Identifying that productivity in this photosynthetic process is a function of light. Bartilson named the company Photon8 because it takes 8 photons to fixate one hydrocarbon molecule.

“That means you can produce so many gallons of oil per unit area per year,” Bartilson said. “We had people across the country getting millions of dollars who were telling other people how they could create a million gallons per acre per year, (but) the realistic limit is 10,000.”
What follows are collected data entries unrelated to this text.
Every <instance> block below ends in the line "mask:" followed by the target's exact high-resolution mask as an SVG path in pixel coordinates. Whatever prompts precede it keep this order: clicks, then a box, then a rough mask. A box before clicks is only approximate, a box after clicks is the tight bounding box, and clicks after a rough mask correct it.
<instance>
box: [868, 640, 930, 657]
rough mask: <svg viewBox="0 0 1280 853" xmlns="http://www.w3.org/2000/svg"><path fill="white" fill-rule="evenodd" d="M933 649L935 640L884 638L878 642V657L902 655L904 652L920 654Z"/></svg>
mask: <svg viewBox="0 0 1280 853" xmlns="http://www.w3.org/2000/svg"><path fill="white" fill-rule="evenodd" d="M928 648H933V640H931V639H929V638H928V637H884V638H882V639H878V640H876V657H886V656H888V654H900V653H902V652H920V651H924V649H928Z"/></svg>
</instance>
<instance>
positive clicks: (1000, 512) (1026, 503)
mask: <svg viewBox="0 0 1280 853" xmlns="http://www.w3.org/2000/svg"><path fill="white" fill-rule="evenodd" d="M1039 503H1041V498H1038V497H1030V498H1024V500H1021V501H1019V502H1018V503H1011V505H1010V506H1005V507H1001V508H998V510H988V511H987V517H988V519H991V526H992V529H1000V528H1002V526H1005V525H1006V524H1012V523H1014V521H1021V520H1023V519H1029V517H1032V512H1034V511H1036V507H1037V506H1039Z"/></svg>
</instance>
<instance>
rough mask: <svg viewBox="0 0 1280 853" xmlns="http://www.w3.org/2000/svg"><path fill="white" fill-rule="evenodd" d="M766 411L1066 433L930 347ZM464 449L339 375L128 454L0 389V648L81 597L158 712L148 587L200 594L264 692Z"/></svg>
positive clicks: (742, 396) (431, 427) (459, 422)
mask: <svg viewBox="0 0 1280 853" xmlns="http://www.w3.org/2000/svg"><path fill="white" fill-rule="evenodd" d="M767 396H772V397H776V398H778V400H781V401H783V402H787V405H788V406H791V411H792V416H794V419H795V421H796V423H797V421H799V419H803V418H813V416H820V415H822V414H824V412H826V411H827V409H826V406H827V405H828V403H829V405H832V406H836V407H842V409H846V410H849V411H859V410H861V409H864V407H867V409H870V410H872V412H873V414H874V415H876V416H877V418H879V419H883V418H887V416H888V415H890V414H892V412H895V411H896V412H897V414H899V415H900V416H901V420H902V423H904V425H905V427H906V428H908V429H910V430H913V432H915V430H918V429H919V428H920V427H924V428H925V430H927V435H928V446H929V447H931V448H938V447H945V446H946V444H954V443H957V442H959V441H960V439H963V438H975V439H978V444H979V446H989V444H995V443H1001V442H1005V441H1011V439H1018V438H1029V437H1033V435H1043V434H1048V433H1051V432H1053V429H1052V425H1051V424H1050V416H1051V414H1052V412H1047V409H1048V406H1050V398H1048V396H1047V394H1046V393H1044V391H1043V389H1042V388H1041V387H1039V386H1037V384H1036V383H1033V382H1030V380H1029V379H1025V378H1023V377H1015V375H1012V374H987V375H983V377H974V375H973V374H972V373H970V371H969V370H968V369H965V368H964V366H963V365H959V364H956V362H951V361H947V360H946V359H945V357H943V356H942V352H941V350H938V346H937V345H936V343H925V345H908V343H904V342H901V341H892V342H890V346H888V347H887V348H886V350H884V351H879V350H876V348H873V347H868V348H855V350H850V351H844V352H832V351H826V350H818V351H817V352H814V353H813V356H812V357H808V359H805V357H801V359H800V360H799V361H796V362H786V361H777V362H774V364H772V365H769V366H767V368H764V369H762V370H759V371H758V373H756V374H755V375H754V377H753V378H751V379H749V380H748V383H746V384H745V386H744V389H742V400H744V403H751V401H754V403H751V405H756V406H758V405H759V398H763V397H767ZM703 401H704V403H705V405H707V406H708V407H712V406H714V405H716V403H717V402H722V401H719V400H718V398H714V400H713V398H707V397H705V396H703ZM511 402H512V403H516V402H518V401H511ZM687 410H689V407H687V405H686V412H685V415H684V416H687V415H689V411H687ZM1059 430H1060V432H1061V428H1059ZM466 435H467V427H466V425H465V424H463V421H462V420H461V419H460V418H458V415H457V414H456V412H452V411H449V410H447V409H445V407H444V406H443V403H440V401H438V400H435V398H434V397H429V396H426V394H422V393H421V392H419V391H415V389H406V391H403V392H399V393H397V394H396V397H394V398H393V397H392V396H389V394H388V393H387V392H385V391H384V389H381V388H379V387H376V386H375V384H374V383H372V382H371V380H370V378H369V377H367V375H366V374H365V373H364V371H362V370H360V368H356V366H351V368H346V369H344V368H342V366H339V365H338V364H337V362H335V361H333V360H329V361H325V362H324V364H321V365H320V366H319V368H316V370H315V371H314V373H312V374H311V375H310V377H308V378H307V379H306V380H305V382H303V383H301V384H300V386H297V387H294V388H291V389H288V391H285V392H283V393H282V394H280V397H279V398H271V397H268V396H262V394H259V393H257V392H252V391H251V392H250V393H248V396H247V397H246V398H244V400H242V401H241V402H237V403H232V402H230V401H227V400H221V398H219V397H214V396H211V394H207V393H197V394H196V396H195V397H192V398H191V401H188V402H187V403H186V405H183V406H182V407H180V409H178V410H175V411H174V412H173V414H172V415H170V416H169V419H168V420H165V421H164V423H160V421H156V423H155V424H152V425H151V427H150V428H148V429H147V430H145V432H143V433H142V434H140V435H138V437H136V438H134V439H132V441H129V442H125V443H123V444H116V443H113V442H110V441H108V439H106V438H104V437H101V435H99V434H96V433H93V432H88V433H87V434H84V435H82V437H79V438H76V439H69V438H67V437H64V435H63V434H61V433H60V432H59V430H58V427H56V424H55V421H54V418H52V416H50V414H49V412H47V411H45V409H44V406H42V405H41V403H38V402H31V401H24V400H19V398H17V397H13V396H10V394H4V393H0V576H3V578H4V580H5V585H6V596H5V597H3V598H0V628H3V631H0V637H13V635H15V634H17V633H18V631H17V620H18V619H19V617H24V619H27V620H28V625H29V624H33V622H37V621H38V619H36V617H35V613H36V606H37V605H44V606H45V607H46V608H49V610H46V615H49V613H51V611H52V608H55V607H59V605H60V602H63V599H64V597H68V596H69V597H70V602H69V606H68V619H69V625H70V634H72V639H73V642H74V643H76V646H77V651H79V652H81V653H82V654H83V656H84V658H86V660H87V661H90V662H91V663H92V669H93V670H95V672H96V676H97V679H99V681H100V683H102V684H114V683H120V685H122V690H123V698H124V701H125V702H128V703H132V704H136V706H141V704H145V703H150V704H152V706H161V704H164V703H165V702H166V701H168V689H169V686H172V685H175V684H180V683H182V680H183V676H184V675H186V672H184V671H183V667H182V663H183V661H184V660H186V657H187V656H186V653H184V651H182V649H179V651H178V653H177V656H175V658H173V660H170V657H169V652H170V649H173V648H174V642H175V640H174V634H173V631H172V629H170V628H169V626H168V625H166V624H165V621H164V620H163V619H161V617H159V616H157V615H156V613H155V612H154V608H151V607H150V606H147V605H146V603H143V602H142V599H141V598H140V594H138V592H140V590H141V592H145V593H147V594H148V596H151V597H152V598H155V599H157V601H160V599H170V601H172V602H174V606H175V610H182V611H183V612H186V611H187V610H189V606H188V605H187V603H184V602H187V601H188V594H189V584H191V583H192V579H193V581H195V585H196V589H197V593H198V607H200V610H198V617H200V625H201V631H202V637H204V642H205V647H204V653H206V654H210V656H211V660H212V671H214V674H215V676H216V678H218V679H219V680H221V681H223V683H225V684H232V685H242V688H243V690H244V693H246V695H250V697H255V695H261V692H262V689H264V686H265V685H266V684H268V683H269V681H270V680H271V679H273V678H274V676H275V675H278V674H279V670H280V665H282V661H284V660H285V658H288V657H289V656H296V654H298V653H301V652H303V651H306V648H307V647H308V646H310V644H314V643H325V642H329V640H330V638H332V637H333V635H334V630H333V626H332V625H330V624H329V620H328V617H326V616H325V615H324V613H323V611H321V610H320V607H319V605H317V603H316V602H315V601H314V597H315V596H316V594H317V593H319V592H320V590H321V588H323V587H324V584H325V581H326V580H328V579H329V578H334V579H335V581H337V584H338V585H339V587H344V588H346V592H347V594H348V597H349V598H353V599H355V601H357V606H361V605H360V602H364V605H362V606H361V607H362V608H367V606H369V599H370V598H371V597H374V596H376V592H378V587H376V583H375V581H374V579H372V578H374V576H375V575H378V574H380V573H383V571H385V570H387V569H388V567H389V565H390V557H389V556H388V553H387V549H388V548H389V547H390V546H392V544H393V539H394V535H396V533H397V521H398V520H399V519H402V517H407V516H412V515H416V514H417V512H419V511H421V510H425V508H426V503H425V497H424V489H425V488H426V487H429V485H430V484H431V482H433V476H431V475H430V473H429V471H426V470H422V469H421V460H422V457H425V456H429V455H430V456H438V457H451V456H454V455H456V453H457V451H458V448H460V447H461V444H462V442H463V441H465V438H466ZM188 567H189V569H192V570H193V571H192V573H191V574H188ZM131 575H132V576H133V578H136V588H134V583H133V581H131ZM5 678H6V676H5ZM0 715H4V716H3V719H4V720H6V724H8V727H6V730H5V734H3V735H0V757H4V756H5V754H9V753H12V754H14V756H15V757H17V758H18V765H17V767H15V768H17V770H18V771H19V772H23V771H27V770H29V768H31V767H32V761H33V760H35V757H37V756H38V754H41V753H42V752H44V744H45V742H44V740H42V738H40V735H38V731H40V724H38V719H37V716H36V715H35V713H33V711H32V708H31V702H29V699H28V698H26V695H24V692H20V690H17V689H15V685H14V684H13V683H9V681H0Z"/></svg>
Bartilson said he had pondered moving the project to South Texas where there were inexpensive flatlands near seawater and on average, 24 percent more sunlight. At about the same time, he said, a friend pointed out that “not only could you get more sunlight, seawater and land here, but there’s this Emerging Tech Fund.”

Bartilson said the idea that Texas was open to helping emerging technologies pushed him to move from the East Coast. Photon8 subsequently received $1 million from the Emerging Technology Fund from Governor Rick Perry’s Economic Development Incentives Program.

Bartilson said most of the early grant money had backed freshwater algae research, ignoring the fact that algae— the green slimy stuff that apparently thrives in warm climates like those in South Texas—can be grown in salt water, and that freshwater was an “ever precious” commodity.

“I can’t understand why (Department of Energy) people were selecting fresh water algae at other companies because of that very fact,” Bartilson said. “We have rising seas. Nobody is going to get upset about sea water; it’s free. We have irrigation that’s being shut down in North Texas and Oklahoma because the aquifers are drying up.”

The work at Photon8 is picking up as an oil-industry project is about to begin. He is currently moving forward with creating an Omega3 by-product from his algae/biofuel research, which he believes can be lucrative.

“The investment community has a herd-like mentality,” Bartilson said. “When an investment goes south, it’s very hard to get it to come back in. “

So where’s the herd now? Biofuel investors are still pretty negative on algae, but Photon8 has had the fortune of seeing the mistakes of the first algae-biofuels ventures and instead focused on developing working, profitable solutions.

“The upside is, after the failure of the first ventures, the future is now looking brighter,” Bartilson said. “We’ve proven to a few investors that we have the right solution. The money isn’t pouring in, but it is coming in. We’re doing business the old-fashioned way. We’re earning it as we go.”